Читайте также: Полмиллиарда на стартапы: зачем в Украине создается фонд фондов

Когда сингапурского реформатора Ли Куан Ю спрашивали, что было самое сложное в его жизни, он отвечал: наказывать своих друзей. Даже не то чтобы наказывать, а физически расправляться с ними. У него был выбор: вместе с друзьями расслабиться и стать богатыми людьми после прихода к власти или построить авторитарную, но процветающую страну. Он выбрал второе. Его плохо воспринимали американцы, потому что он не так строил демократию, по их мнению. Но я считаю, что в бедной стране демократия - это фикция. Потому что люди, приходящие к власти, тут же пытаются что-то прикарманить. Им трудно устоять перед соблазном. Поэтому мне кажется, что во власти должна быть комбинация волевых людей, которые видят и верят в страну и реально пытаются что-то сделать, изменить. К сожалению, мне кажется, таких политиков нет. Это проблема всех стран постсоветского пространства. Но, повторюсь, я не политик, мне сложно об этом рассуждать.

- PwC недавно опубликовала прогноз по украинской IT-индустрии, которая может вырасти до 27 млрд грн до 2020 года. Как вы считаете, у Украины в этой сфере есть перспективы?

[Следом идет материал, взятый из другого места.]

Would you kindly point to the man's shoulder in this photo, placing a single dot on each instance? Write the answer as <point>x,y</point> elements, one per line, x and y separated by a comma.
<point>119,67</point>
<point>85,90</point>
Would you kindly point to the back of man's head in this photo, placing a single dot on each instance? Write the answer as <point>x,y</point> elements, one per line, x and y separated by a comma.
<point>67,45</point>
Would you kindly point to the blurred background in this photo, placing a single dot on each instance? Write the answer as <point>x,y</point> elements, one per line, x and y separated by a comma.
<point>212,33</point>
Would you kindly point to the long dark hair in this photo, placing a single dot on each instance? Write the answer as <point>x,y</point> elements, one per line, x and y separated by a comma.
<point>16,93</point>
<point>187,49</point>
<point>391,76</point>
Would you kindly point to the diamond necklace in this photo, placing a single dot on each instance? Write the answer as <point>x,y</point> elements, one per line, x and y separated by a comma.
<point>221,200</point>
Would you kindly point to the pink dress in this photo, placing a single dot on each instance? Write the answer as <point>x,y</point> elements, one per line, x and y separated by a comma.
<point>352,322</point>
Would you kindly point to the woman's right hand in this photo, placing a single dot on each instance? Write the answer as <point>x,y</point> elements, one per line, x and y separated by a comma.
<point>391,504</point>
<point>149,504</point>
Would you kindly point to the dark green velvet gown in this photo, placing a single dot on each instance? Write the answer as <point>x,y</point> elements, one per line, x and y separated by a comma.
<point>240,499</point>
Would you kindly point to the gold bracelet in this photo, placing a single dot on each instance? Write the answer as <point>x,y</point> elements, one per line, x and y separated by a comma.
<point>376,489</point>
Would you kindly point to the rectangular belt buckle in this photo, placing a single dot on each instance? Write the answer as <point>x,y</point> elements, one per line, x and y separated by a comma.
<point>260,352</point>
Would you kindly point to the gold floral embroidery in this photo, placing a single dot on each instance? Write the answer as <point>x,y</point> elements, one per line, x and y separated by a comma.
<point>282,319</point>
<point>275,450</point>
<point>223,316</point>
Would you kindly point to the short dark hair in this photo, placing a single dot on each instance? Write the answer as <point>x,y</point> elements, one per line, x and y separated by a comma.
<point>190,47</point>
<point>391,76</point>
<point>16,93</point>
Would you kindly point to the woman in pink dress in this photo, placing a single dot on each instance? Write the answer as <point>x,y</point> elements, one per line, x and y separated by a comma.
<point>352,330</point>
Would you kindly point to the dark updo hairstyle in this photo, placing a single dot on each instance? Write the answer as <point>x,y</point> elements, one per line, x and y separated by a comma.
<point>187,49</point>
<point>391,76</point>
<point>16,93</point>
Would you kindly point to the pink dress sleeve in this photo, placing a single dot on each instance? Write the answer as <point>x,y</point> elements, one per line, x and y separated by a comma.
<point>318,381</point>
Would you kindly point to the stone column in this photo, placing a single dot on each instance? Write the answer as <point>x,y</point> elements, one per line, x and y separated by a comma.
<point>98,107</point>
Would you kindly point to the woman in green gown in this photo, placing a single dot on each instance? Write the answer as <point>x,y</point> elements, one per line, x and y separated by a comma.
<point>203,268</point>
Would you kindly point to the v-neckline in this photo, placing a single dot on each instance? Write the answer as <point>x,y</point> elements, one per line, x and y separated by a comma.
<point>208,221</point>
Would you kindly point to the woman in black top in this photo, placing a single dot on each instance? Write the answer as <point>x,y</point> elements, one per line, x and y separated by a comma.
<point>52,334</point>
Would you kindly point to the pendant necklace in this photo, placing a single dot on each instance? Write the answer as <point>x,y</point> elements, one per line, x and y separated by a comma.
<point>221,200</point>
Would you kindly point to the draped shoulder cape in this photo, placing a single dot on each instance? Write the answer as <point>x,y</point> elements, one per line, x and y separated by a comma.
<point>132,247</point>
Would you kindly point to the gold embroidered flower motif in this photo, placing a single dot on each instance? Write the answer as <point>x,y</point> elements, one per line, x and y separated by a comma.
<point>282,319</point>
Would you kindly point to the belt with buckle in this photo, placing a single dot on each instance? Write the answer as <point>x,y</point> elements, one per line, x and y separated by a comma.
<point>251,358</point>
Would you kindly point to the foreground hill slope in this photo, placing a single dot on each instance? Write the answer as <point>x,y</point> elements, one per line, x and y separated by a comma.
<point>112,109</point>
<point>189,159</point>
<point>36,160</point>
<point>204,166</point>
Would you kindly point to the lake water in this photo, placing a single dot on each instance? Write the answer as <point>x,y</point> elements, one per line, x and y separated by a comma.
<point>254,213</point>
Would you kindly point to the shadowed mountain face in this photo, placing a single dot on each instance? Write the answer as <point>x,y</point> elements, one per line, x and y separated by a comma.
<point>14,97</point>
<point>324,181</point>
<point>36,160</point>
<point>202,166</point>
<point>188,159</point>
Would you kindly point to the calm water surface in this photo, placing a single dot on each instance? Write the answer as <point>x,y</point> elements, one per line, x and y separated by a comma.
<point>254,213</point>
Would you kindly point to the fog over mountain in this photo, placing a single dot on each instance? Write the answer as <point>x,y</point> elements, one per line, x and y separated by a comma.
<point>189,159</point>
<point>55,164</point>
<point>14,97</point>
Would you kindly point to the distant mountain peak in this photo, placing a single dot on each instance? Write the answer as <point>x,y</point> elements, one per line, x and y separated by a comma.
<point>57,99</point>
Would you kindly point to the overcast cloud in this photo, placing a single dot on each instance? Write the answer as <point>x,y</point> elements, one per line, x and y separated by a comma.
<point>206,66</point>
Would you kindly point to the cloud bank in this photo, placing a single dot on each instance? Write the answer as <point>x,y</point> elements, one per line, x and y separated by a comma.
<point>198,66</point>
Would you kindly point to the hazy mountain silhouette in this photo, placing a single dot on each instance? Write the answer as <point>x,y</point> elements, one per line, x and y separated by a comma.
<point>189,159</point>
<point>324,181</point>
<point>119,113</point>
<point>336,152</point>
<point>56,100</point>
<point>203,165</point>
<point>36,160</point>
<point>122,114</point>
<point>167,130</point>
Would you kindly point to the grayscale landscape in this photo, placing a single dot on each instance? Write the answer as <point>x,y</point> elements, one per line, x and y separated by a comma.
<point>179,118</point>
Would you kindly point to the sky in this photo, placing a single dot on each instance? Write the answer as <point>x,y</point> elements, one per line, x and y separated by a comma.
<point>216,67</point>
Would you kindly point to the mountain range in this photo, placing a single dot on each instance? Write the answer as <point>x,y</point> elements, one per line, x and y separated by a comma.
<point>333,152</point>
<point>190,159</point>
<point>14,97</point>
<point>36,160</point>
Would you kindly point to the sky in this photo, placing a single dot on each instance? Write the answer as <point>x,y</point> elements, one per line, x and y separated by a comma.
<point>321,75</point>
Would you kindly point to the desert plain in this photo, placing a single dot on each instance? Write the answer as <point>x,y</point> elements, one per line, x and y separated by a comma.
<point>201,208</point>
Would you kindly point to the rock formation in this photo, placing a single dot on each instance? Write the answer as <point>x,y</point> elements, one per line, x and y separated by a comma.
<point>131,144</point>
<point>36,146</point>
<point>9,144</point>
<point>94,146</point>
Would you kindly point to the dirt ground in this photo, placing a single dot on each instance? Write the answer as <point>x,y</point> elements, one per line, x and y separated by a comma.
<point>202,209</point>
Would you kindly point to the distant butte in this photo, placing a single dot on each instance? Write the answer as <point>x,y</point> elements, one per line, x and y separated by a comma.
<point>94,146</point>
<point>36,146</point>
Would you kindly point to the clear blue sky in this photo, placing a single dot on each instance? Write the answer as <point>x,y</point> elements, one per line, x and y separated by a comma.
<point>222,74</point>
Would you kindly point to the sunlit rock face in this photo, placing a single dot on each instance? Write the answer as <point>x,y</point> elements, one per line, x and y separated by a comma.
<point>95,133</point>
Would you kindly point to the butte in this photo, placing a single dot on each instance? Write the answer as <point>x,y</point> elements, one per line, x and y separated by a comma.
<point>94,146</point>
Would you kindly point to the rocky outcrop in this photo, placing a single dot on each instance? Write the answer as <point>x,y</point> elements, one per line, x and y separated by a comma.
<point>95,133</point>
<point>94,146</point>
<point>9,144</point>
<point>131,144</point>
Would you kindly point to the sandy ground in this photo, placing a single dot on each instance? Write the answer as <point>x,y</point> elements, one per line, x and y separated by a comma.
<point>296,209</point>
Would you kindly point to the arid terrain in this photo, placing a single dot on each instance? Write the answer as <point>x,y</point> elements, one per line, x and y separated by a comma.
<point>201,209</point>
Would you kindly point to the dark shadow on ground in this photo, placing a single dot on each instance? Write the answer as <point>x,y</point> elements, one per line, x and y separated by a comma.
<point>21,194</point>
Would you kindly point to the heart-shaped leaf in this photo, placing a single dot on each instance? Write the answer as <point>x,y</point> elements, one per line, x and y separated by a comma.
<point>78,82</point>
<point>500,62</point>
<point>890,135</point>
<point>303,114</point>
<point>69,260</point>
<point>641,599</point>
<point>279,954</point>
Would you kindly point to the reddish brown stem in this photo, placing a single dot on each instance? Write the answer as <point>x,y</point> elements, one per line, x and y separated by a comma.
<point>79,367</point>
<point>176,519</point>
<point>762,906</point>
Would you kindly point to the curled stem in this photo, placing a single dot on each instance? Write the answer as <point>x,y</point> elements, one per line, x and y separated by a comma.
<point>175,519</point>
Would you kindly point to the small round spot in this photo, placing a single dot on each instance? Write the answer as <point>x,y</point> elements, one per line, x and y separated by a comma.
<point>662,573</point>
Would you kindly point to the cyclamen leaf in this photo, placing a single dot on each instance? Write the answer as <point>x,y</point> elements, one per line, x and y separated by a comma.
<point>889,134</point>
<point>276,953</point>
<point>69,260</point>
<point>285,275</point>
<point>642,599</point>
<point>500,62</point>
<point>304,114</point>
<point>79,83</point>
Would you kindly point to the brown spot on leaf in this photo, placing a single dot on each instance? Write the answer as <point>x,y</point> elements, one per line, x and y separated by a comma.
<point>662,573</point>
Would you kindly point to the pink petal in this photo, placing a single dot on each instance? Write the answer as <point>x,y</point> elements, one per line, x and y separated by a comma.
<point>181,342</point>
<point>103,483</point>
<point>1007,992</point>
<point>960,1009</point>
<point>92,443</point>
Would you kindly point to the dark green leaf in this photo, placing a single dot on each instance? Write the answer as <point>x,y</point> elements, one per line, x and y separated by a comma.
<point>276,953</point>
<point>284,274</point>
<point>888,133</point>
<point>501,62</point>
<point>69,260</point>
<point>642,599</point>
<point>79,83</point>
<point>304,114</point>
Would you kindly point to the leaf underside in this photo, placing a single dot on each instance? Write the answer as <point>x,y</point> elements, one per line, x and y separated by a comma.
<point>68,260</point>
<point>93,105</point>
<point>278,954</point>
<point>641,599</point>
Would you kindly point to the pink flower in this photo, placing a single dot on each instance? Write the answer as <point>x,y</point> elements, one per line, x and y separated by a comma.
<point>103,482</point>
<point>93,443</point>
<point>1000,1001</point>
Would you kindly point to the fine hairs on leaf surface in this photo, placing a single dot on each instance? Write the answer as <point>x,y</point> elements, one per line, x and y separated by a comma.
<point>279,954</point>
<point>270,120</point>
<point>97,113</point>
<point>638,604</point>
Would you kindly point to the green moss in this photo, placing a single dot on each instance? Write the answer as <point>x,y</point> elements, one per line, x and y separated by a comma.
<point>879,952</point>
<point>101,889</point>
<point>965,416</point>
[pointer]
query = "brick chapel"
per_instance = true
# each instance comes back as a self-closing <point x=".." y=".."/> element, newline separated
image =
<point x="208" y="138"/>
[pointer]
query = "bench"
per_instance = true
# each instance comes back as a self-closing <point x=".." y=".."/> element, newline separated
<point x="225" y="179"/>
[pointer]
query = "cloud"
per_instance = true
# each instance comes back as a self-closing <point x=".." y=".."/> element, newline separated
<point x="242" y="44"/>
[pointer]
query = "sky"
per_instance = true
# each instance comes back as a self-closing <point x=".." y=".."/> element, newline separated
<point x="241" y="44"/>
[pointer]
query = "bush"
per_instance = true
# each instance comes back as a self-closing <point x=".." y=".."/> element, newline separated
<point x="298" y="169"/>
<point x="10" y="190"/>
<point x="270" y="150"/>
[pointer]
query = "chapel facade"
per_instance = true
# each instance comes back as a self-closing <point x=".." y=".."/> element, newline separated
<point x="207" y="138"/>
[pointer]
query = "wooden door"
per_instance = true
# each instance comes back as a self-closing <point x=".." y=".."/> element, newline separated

- О перспективах я не могу говорить, я могу говорить о потенциале. Потенциал для роста есть. Как в любой стране постсоветского пространства или даже Варшавского договора, он есть. Причина одна: система образования, которая отвечает за первые годы технической жизни (обучение математике и физике), во всех этих странах хорошо выстроена. Вопрос другой: как распорядиться этим образованием? Каждая страна идет своим путем. Казахстан принял сейчас английское право, чтобы инвесторам было проще приходить. Нужны вот такие агрессивные решения. Понятно, что люди, стоящие у власти, боятся их. Потому что может вырасти новая элита. "Проблема" любого образования - это появление новой элиты. А она поднимается и сметает старую. Необязательно революционным путем: может быть, и эволюционным. И сегодня определяется: ее следует зажимать или дать возможность расти. Поэтому я и могу говорить только о потенциале, а не о перспективах. Я ведь не консультирую правительство.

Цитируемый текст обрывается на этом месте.